"Arrêtez de parler du cancer comme d'une guerre à gagner"
Xeni Jardin, journaliste américaine, a survécu au cancer. Mais elle n'aime pas qu'on dise qu'elle s'est battue contre lui.
La
semaine dernière, les Américains ont appris que John McCain, 80 ans,
sénateur de l'Arizona, ancien pilote prisonnier de guerre au Vietnam,
candidat à la présidentielle de 2008, était atteint d'un cancer.
Une
tumeur maligne, un glioblastome découvert presque par hasard après une
intervention pour retirer un caillot de sang au-dessus de son œil
gauche. Le sénateur va entrer en chimiothérapie ou radiothérapie. C'est
un long processus qui commence pour lui.Les réactions bienveillantes ne se sont pas faites attendre. Barack Obama dit que John McCain est un héros américain, l'un des combattants les plus courageux qu'il ait connu et :
"Ce cancer ne sait pas à qui il a à faire. Faites lui vivre un enfer, John. "
Sur les réseaux sociaux une foule de messages touchés invitent le sénateur à se battre, l'accompagnant dans cette "guerre", ce "combat".Où il est question de corps, d'esprit et du rapport d'un patient à sa propre maladie.
"Je suis une survivante du cancer, et depuis le jour de mon diagnostic, c'était étrange de m'entendre dire :
"Tu vas battre ce truc."
"Tu as eu ce truc."
"Tu vas gagner cette bataille."
"Le cancer n'est pas aussi fort que toi."
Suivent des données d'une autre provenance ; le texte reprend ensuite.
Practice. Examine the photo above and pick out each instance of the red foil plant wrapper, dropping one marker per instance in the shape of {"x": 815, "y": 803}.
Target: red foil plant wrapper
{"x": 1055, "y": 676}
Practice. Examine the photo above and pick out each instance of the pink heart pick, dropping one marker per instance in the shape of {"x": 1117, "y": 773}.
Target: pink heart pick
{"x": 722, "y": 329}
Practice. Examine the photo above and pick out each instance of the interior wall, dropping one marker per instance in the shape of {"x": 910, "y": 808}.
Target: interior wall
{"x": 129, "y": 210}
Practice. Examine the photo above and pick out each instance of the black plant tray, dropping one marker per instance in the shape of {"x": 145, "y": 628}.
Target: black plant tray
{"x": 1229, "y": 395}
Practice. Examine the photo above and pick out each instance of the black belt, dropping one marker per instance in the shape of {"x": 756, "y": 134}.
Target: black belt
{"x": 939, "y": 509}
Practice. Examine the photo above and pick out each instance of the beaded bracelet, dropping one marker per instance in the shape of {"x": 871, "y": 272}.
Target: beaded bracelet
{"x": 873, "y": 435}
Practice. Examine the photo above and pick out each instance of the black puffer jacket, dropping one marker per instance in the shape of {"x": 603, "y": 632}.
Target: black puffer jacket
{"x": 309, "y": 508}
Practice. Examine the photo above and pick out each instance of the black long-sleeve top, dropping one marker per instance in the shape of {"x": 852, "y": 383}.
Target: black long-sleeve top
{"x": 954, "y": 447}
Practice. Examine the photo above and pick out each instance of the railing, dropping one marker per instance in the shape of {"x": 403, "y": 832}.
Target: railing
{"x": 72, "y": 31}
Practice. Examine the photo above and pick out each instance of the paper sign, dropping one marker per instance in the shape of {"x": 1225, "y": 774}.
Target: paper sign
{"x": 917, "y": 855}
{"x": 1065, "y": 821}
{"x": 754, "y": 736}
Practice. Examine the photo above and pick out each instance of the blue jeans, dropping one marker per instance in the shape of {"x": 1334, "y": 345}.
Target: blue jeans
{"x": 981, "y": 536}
"Tu as une attitude positive et tu es une battante, donc je sais que tu vas bien aller vite."
"Ça va aller."
Les étrangers et les amis qui m'aimaient me disaient ces choses là aussi. Je sais qu'ils ne pensaient pas à mal. Comme eux, j'ai grandi en voyant le cancer comme un combat, quelque chose qu'on peut "battre", si on a assez de "force" en soi."
Suis-je le soldat ou un otage ?
Pour expliquer plus précisément son malaise, la journaliste redessine les contours de sa maladie."Le cancer, je l'ai vite appris, est un pétage de plombs de mes propres cellules. Soudainement tout le champs lexical devient donc confus. Suis-je l'armée envahissante ou le champs de bataille ? Suis-je le soldat ou un otage que le soldat essaye de libérer ? Suis-je tout cela à la fois ? Et si la chimiothérapie, la radiothérapie, la chirurgie et les médicaments ne fonctionnent pas, et que je meurs, les gens seront-ils déçus par moi parce que je ne me serais pas "battue" assez fort ?
Pour moi, le cancer n'a jamais été une guerre. Le cancer n'était pas quelque chose que "j'avais", mais un processus par lequel mon corps passait."
Xeni Jardin rappelle l'évidence : certains corps réagissent bien aux traitements, d'autres non. Parler de combats, de bataille, c'est introduire de la volonté sur de l'aléatoire.D'autant qu'une grande partie des cancers arrivent par hasard. Elle évoque ses amis morts. Elle ne les a pas trouvés moins volontaires qu'elle.